The Tiger Who Came to Tea celebrated at Blickling Estate
PUBLISHED: 14:10 16 January 2019 | UPDATED: 14:37 16 January 2019
An exhibition on the life and work of The Tiger Who Came to Tea author and illustrator Judith Kerr has opened at the National Trust’s Blickling Estate.
The event, which is aimed at younger visitors, celebrates her much-loved classic, which was her first picture book, and features copies of her original illustrations.
It began as a bedtime story for her children and was published in 1968. It celebrated its 50th anniversary in 2018 with a special exhibition that has been touring the country and now arrives in Norfolk.

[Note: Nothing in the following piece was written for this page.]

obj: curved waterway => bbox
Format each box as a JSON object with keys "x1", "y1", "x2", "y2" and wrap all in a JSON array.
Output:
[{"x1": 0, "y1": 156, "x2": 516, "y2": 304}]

Judith Kerr said: “I first told this story to my small daughter long ago. She was rather critical of my other stories but used to say, ‘Talk the tiger!’ So, when she and her brother were both at school and I had more time, I thought I would make it into a picture book – and much to my amazement, here it still is 50 years later.”
Alongside copies of original artwork, notes and sketches, children will be able to find tigers hidden around the house, before stepping into Sophie’s kitchen to have tea with a life-size tiger.
Tiger-themed storytelling sessions will be held on Wednesdays and on a variety of weekend dates. These are bookable online in advance via the website, or just turn up on the day.
For older ones, there will be the chance to explore Judith’s childhood through a film on her experiences of having to escape Germany during the war, how it felt to be a refugee in Switzerland, then France, before finally settling in London in 1936.
Jo Bosch, visitor experience manager, said: “We’re really excited about having the Tiger with us at Blickling. It’s a fabulous opportunity to have something specifically aimed at our younger visitors during the colder months, but with a link through to the vital conservation work that’s needed in our own Long Gallery Library which houses over 12,500 volumes.”
Seven Stories, the National Centre for Children’s Books, is custodian of Judith Kerr’s archive and the curator of the exhibition, which runs daily until Sunday, March 3, from 11am until 3.30pm.